CARTELLA 5

CHIARA PONZO

18/9/2009

 

Cominciammo a frequentarci assiduamente, il nostro feeling superava qualunque mio dubbio riguardo all’inizio di una nuova storia. Roberto non mi faceva mai domande sul mio passato, aveva intuito che preferivo non prendere l’argomento, del resto avevo scelto di dimenticare. La nostra relazione era meravigliosa, trascorrevamo la maggior parte della giornata insieme, tra il lavoro e le uscite, e non vi era mai nemmeno l’ombra di una lite.

La sua maturità colmava le mie lacune, la sua comprensione mi dava la serenità di cui avevo bisogno, la sua discrezione mi stava permettendo di costruire un presente. Avevo finalmente ricominciato a vivere.

Una sera, durante una delle nostre solite passeggiate al chiaro di luna, vide una splendida bambina in braccio alla madre: i suoi capelli erano dorati e gli occhi di un blu intenso. La tentazione di fermarmi ed accertarmi che non fosse la mia Caterina fu davvero forte, ma mi trattenni ed accelerai il passo; Lorenzo, però, si fermò a guardarla estasiato, sorridendo e prendendole la manina per gioco. Mi si raggelò il sangue nelle vene, osservarlo con quella creatura se da una parte mi riempì il cuore, dall’altra mi ricordò quel che avevo cercato di dimenticare; lui si accorse che il mio umore era improvvisamente mutato e mi chiese di avvicinarmi per poter ammirare la bellezza della piccola. Dopo un fugace sguardo ed un cenno del capo preferii restare con lo sguardo basso, sperando che alla vista fosse collegato l’angoscia che sentivo. Per fortuna qualche attimo dopo riuscimmo a riprendere la nostra passeggiata, ma l’atmosfera era palesemente diversa e non ero capace di far nulla per evitare di guastare il clima gaudioso che era regnato fino a quel momento.
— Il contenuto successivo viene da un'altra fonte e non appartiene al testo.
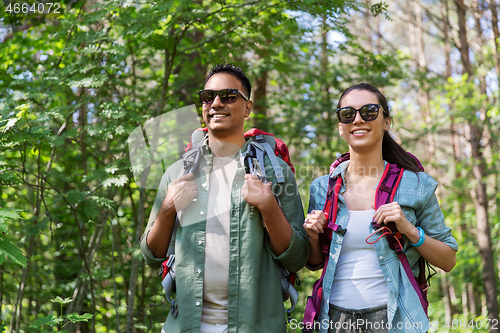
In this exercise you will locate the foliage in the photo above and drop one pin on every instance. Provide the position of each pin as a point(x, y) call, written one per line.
point(73, 87)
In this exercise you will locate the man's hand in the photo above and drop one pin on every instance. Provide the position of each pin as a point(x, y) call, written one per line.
point(314, 224)
point(180, 193)
point(256, 193)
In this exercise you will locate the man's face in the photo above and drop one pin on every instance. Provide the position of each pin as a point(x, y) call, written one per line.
point(222, 119)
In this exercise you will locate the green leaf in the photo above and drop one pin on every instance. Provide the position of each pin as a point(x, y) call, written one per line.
point(9, 251)
point(49, 320)
point(118, 181)
point(75, 317)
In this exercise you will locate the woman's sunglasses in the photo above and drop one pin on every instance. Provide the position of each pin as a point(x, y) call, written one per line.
point(367, 112)
point(225, 95)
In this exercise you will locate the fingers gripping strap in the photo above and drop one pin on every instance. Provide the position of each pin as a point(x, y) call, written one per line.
point(278, 171)
point(409, 273)
point(387, 187)
point(259, 154)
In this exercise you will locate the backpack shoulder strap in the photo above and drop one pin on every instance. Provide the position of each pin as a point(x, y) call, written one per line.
point(330, 209)
point(264, 141)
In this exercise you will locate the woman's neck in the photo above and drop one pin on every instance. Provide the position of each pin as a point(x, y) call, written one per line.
point(366, 164)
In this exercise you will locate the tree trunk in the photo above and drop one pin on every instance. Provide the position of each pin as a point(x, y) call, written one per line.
point(368, 30)
point(496, 36)
point(479, 171)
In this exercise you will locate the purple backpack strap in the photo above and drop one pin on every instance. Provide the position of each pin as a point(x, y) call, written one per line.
point(313, 305)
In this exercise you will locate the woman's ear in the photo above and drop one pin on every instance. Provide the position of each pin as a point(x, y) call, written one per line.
point(388, 123)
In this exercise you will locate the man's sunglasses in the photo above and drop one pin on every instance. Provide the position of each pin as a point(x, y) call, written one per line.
point(226, 95)
point(367, 112)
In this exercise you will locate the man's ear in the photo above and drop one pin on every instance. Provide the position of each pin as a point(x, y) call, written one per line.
point(248, 109)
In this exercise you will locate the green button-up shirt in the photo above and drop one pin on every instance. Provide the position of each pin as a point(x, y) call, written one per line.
point(255, 301)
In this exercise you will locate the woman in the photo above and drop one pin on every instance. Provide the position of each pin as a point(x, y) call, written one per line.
point(366, 287)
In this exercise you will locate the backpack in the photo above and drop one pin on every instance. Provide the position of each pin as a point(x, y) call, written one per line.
point(384, 194)
point(262, 143)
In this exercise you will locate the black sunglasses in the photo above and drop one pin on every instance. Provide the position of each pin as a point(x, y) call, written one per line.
point(225, 95)
point(367, 112)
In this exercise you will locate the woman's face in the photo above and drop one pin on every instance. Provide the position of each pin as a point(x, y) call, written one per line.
point(361, 134)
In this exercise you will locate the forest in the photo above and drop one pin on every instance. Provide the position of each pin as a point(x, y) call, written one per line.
point(76, 82)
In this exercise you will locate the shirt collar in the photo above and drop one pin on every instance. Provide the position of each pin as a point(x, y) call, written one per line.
point(342, 168)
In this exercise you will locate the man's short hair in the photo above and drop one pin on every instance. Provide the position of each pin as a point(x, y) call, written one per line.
point(234, 71)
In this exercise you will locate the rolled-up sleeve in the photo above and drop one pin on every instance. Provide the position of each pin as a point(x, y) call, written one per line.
point(317, 197)
point(430, 216)
point(150, 259)
point(297, 253)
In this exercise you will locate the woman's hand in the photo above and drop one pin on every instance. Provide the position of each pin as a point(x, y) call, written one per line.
point(392, 212)
point(314, 224)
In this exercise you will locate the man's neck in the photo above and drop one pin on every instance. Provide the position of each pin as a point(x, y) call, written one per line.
point(225, 146)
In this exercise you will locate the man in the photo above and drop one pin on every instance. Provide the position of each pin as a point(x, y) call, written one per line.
point(230, 238)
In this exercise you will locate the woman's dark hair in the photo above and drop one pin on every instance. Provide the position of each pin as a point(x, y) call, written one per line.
point(392, 152)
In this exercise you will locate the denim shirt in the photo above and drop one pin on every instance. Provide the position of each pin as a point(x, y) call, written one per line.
point(255, 299)
point(415, 195)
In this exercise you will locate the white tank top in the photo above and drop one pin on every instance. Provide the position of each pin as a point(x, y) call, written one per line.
point(359, 282)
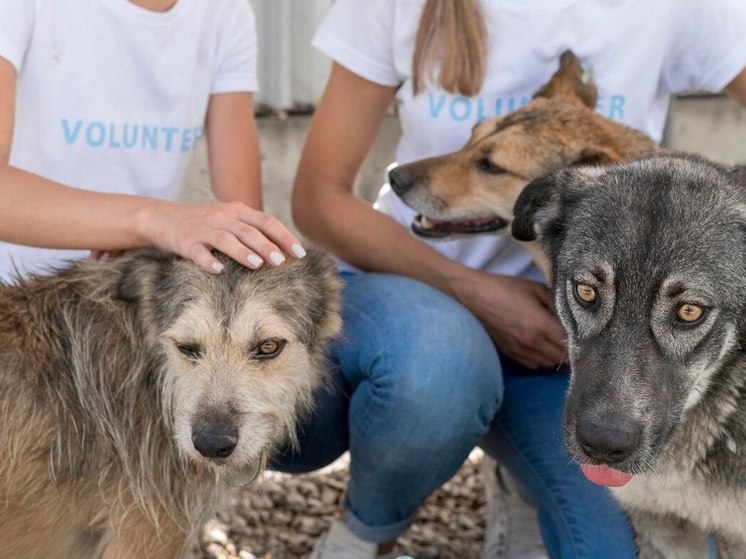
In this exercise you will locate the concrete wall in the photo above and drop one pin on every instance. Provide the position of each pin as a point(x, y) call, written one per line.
point(712, 126)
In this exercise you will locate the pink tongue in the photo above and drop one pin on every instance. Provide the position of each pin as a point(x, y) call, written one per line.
point(603, 475)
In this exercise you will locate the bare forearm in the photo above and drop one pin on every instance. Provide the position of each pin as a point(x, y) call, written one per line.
point(233, 149)
point(39, 212)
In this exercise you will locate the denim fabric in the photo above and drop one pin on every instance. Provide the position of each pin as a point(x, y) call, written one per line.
point(417, 384)
point(577, 518)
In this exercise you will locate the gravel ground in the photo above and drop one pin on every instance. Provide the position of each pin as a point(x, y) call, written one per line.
point(280, 517)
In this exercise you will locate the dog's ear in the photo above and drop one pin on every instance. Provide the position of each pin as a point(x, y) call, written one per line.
point(598, 155)
point(537, 196)
point(138, 274)
point(571, 81)
point(739, 172)
point(541, 207)
point(328, 288)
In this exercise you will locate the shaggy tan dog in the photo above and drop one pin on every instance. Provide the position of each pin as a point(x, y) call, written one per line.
point(474, 189)
point(134, 393)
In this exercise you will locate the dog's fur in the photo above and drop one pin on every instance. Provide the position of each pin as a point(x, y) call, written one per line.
point(112, 375)
point(655, 392)
point(473, 190)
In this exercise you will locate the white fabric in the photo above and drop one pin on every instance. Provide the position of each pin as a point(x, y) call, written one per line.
point(112, 97)
point(639, 51)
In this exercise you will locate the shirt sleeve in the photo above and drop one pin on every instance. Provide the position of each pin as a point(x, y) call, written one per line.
point(708, 45)
point(237, 50)
point(359, 35)
point(16, 26)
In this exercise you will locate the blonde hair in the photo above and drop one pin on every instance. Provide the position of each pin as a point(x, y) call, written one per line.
point(451, 32)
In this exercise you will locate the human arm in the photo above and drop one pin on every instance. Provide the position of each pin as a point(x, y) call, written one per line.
point(39, 212)
point(515, 312)
point(235, 167)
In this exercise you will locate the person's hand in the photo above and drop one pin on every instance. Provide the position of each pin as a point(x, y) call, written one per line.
point(248, 236)
point(518, 315)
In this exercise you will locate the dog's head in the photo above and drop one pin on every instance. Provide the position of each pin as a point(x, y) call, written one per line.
point(242, 352)
point(649, 261)
point(473, 190)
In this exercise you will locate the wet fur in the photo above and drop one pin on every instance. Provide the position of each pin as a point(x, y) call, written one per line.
point(557, 128)
point(97, 403)
point(649, 236)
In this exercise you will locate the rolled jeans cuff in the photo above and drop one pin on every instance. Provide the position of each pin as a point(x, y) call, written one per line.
point(376, 534)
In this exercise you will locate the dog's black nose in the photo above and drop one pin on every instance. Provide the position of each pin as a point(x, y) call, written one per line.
point(217, 442)
point(400, 179)
point(612, 441)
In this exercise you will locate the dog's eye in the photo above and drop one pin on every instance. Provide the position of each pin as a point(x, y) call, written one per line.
point(189, 350)
point(585, 294)
point(689, 313)
point(269, 348)
point(485, 165)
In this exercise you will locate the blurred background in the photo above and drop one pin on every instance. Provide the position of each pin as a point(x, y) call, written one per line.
point(292, 76)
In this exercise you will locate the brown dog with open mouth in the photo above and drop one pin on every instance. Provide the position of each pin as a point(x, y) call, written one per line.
point(473, 190)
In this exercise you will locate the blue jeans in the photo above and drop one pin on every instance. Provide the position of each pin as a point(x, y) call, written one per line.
point(418, 385)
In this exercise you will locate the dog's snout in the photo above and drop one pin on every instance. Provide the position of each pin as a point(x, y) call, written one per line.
point(401, 179)
point(611, 441)
point(217, 441)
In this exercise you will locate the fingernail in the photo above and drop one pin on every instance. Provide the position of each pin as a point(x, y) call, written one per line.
point(255, 261)
point(276, 258)
point(298, 251)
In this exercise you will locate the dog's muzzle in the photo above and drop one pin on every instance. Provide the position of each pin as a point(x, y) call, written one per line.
point(215, 441)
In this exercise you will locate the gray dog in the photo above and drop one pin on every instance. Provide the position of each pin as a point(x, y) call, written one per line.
point(649, 261)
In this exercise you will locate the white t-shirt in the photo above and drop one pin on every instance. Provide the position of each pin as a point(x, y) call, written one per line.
point(639, 51)
point(112, 97)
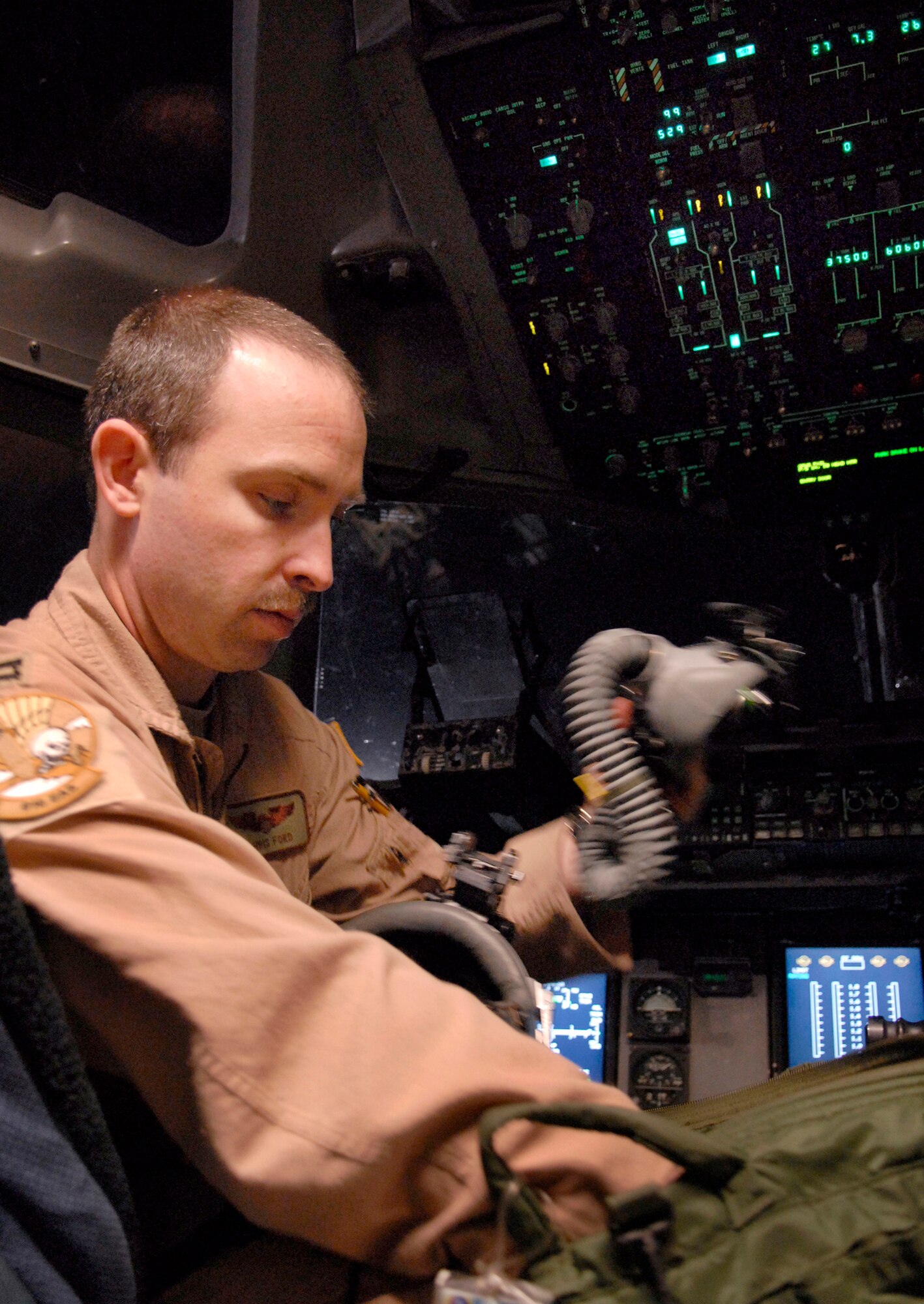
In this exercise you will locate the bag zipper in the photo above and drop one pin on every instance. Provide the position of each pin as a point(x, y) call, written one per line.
point(715, 1109)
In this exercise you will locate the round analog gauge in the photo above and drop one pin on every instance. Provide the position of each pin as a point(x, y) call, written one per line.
point(659, 1009)
point(657, 1080)
point(658, 1073)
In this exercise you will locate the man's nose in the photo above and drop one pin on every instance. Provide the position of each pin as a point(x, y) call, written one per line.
point(310, 568)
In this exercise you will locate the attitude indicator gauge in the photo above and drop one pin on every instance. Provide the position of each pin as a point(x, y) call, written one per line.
point(659, 1010)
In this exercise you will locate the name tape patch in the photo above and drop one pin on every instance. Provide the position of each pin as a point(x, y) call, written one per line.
point(272, 825)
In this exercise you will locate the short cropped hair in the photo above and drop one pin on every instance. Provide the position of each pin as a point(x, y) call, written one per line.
point(164, 361)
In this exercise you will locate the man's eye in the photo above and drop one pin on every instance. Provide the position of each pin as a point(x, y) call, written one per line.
point(276, 507)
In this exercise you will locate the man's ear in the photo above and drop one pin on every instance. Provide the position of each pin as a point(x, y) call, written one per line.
point(121, 452)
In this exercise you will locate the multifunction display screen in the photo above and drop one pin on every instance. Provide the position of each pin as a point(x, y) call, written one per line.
point(831, 992)
point(580, 1022)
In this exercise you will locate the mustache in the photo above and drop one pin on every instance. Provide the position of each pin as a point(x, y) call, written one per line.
point(290, 602)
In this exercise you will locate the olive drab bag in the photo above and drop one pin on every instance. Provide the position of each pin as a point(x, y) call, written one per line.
point(807, 1190)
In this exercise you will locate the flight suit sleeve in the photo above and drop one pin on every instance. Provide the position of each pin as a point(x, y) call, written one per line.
point(319, 1079)
point(366, 855)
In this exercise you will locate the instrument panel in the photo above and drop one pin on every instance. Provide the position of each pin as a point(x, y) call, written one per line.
point(706, 221)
Non dimenticherò mai quando mi chiese se mi piacessero i bambini, a partire da quell’istante tutto cambiò , ancora. Non fui in grado di rispondere in maniera convincente, forse perché non ottenni neanche di essere credibile ai miei stessi occhi. Mi vennero in mente tutte le immagini di lei, mi ricordai della ninna nanna che le avevo composto, rividi distintamente il suo sorriso impresso dentro di me, così decisi di tornare in istituto a cercarla e a riprendermela; non mi importava se questa azine avrebbe comportato uno stravolgimento all’interno della mia vita, la rottura degli equilibri che mi ero costruita, del resto erano solo castelli di sabbia.

Ancora una volta non condivisi con nessuno le mie ansie, la paura di un rifiuto, la ricerca di una coraggio che non avevo. Finsi di avere la febbre e mi assentai da lavoro, presi un treno e mi recai davanti a quel cancello. Il bambino seduto sotto gli alberi si era trasformato in un ragazzino, l’altalena sembrava un chiaro segnale dello scorrere del tempo, tutto appariva diverso eppure maledettamente uguale a se stesso. Chiesi alla direttrice di ricevermi ed ottenuto il permesso mi presentai: io ero la madre si Caterina; con delicatezza chiesi di vederla, ma mi fu negato: Caterina non era lì.